In Sickness and in Stealth – Three Rules for a Company Launch


Building a lasting partnership in business can feel a lot like a marriage. Chemistry matters a lot, as does commitment, respect and trust. And like any relationship, there are going to be ups and downs.

One of the most rewarding PR-client relationships starts at the very beginning. There’s nothing I love more than getting in on the ground floor with a startup in stealth, rolling up the sleeves, and helping shape the story that will launch them into the public eye.

In the last year, we’ve had the opportunity to introduce four new companies to the world: Alation, Qumulo, Snowflake Computing and ZeroStack. It’s exciting to be on the inside so early with entrepreneurs who have been quietly building a team and product, and are ready to throw back the curtains. PR can provide crucial leverage for moving a company from stealth to center stage.

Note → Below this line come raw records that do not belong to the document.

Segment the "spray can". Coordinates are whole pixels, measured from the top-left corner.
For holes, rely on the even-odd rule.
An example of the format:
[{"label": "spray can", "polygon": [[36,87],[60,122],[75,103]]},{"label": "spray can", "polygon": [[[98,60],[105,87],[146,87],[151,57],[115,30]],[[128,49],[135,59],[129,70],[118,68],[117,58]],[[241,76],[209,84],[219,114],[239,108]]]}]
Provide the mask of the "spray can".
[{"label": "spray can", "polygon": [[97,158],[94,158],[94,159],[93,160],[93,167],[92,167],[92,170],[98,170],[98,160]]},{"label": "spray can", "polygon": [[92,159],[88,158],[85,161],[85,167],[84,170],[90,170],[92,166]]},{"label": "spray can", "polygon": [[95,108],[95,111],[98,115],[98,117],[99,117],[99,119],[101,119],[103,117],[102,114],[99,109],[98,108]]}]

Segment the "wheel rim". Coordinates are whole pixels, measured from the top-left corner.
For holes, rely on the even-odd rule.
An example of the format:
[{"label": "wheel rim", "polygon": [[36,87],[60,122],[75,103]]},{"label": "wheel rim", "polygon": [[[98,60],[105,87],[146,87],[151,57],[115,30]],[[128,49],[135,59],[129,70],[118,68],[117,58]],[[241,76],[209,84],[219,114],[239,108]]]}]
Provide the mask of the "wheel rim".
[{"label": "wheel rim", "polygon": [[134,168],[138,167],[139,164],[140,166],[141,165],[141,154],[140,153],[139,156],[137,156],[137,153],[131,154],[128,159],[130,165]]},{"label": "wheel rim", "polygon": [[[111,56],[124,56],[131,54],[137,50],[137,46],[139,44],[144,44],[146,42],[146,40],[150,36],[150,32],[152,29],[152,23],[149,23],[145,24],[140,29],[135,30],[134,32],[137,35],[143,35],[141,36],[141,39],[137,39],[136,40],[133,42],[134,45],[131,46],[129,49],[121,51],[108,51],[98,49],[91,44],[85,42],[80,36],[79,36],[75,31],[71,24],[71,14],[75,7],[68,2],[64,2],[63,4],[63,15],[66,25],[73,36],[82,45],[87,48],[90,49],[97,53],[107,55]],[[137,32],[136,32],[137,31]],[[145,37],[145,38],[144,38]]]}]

Here are three “rules” we’ve found along the way help to smooth the road to a successful company launch:

Allow for ramp time.
Can one plan and execute a successful launch in two weeks? Sure, but it’s much better built over six (or more) weeks. We have accomplished a kick*ss launch in 45 days, and cut a few corners to get it done in 10 (cringe). Companies should start looking for a PR partner 30-60 days out minimum, and build PR into their launch plan early. No launch plan? Read on!

Set deadlines – and responsibilities to meet them.
There are two things that can and will delay a launch – product readiness, and the website. There are other factors, of course, but in my experience, these two trip up timing the most. Perhaps the #1 most important thing to include in that early launch plan is a go/no go date. At that point, everyone agrees: no turning back.

Define what success looks like.
A solid and lasting partnership is built upon commitment. Everyone involved must be “all in” – meeting deadlines, commitments and deliverables. Trust, honesty, and agreement on end goals up front will be key to a successful launch and ongoing relationship. Always agree on objectives up front.

While playing a part in launching a company out of stealth can be stressful, sleepless and riddled with surprises, it’s an extremely rewarding experience for everyone involved.

Over the years, our team has launched dozens of new start-ups. And when the dust had settled, we celebrated with our clients by popping some bubbly at the launch party, delivering donuts on launch morning and high fives at midnight as a website (and the company) first went “live” to the world.

In the end, a launch is so much more than a singular event – it’s building a future for the company together.